Source: Different Worlds | Slate Star Codex
A pretty girl laughs a little too long at a man’s joke; is she trying to flirt with him, or just friendly? A boss calls her subordinate’s work “okay” – did she mean to compliment him, or imply it was mediocre? A friend breaks off two appointments in a row, each time saying that something has come up – did something come up, or is he getting tired of the friendship? These are the sorts of questions everyone navigates all the time, usually with enough success that when autistic people screw them up, the rest of society nods sagely and says they need to learn to understand how to read context.
But “context” means “priors”, and priors can differ from person to person. There’s a lot of room for variation here before we get to the point where somebody will be so off-base that they end up excluded from society. Just as there’s a spectrum from smart to dumb, or from introverted to extraverted, so there’s a spectrum in people’s tendencies to interpret ambiguous situations in a positive or negative way.
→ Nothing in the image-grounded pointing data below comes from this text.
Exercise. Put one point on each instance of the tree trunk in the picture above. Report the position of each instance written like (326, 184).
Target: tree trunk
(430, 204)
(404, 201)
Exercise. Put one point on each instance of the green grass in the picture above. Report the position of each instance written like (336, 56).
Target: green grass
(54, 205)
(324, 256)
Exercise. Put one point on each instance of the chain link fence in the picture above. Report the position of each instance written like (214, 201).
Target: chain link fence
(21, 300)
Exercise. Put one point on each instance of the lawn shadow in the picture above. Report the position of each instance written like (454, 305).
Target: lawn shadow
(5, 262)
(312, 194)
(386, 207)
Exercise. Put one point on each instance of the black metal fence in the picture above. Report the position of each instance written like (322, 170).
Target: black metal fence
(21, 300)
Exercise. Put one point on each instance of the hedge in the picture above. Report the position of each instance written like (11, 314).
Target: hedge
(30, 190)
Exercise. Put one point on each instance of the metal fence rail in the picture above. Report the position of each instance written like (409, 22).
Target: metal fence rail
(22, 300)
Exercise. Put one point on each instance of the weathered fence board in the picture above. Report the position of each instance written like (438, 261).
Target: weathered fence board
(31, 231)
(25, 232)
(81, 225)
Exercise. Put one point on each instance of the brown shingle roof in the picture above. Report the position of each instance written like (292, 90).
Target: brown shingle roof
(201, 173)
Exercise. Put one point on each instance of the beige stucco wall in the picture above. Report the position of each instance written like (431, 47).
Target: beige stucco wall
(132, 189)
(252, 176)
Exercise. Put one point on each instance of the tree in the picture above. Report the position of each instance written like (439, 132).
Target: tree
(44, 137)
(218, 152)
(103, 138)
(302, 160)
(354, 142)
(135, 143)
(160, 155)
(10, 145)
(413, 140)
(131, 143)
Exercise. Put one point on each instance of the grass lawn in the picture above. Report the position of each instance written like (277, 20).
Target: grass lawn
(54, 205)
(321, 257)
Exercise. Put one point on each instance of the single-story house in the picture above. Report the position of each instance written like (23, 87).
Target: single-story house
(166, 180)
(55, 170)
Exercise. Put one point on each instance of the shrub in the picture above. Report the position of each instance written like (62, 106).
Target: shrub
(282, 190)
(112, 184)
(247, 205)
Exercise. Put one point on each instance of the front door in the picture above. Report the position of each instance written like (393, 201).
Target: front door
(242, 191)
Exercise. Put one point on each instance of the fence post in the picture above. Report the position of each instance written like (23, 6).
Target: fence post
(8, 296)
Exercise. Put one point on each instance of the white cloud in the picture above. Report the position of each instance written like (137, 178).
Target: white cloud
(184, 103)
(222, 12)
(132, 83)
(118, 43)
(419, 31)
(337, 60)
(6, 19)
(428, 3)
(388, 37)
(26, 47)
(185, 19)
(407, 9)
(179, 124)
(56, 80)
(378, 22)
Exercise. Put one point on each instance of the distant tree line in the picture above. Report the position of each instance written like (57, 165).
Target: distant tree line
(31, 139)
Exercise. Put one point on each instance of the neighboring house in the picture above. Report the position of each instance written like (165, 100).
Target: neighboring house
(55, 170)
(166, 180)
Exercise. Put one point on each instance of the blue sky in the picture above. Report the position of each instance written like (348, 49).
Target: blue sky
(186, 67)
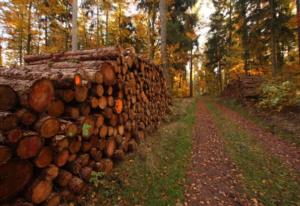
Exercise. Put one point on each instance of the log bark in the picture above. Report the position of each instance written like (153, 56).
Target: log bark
(8, 98)
(29, 147)
(39, 191)
(14, 177)
(5, 154)
(47, 127)
(44, 157)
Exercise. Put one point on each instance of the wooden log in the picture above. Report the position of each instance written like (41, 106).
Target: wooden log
(14, 135)
(96, 154)
(14, 177)
(99, 90)
(60, 143)
(102, 144)
(53, 200)
(118, 106)
(67, 95)
(5, 154)
(26, 117)
(102, 102)
(39, 191)
(99, 120)
(63, 178)
(88, 127)
(44, 158)
(8, 98)
(103, 131)
(56, 108)
(76, 185)
(51, 172)
(47, 126)
(73, 112)
(83, 160)
(75, 146)
(110, 101)
(69, 128)
(108, 73)
(62, 158)
(81, 93)
(94, 102)
(8, 121)
(29, 147)
(86, 173)
(86, 146)
(111, 147)
(85, 109)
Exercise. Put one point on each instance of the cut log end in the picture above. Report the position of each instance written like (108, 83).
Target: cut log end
(41, 94)
(8, 98)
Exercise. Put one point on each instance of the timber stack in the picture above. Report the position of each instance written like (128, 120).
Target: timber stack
(65, 115)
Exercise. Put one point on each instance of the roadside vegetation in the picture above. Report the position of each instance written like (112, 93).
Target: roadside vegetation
(264, 176)
(264, 123)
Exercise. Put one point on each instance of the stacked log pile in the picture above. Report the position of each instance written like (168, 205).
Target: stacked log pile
(65, 115)
(245, 87)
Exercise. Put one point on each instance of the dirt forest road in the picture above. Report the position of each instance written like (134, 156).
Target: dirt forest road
(213, 178)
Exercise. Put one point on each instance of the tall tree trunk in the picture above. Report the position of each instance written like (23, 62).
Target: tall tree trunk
(29, 35)
(163, 34)
(151, 23)
(1, 61)
(273, 40)
(21, 48)
(245, 35)
(98, 26)
(106, 27)
(230, 23)
(298, 20)
(74, 26)
(46, 31)
(191, 73)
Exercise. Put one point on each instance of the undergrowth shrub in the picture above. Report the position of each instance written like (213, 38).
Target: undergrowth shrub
(277, 95)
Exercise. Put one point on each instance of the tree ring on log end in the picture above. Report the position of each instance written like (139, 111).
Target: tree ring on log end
(41, 95)
(8, 98)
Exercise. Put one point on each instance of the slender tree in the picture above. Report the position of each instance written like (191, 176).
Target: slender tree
(163, 34)
(74, 26)
(298, 22)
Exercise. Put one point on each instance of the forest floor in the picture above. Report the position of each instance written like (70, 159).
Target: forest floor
(207, 153)
(237, 162)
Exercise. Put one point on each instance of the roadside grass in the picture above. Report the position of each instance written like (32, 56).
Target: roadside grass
(283, 134)
(155, 174)
(264, 176)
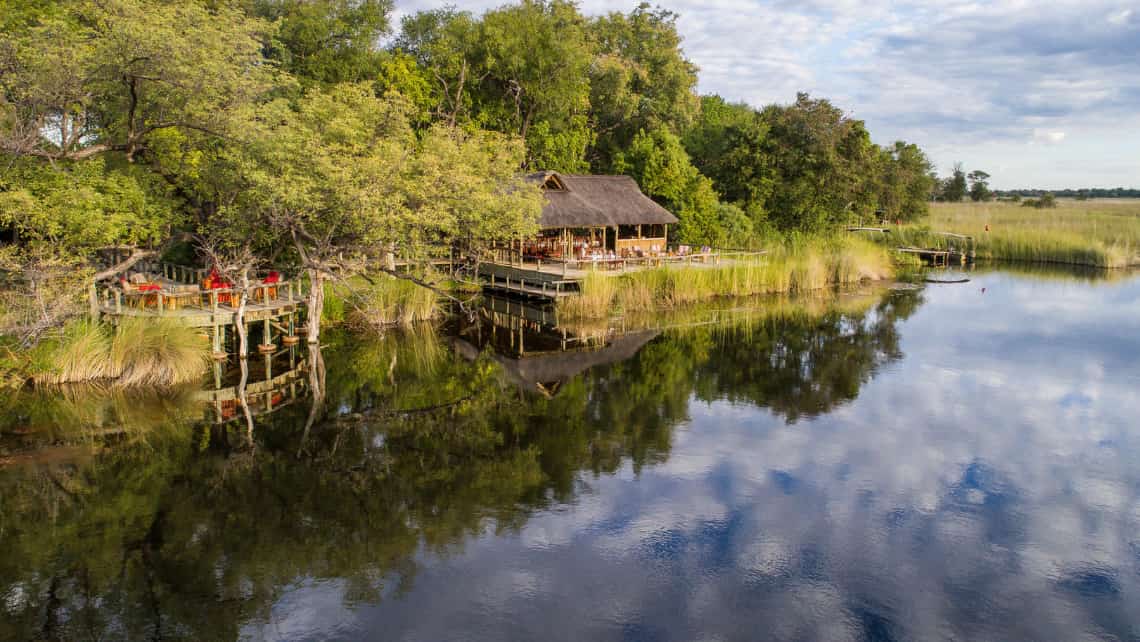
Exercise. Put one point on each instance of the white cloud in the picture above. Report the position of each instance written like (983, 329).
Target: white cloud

People self-select into bubbles along all sorts of axes. Some of these bubbles are obvious and easy to explain, like rich people mostly meeting other rich people at the country club. Others are more mysterious, … Even for two people living in the same country, city, and neighborhood, they can have a “society” made up of very different types of people.
The old question goes: are people basically good or basically evil? Different philosophers give different answers. But so do different random people I know who aren’t thinking philosophically at all.
I think both groups are right. Some people experience worlds of basically-good people who treat them nicely. Other people experience worlds of awful hypocritical backstabbers. This can be true even if they live in the same area as each other, work the same job as each other, et cetera.
And it’s not just a basic good-evil axis.
To return to a common theme: nothing makes sense except in light of inter-individual variation. Variation in people’s internal experience. Variation in people’s basic beliefs and assumptions. Variation in level of abstract thought. And to all of this I would add a variation in our experience of other people.
Notice this distinction, this way in which geographic neighbors can live in different worlds, and other people’s thoughts and behaviors get a little more comprehensible.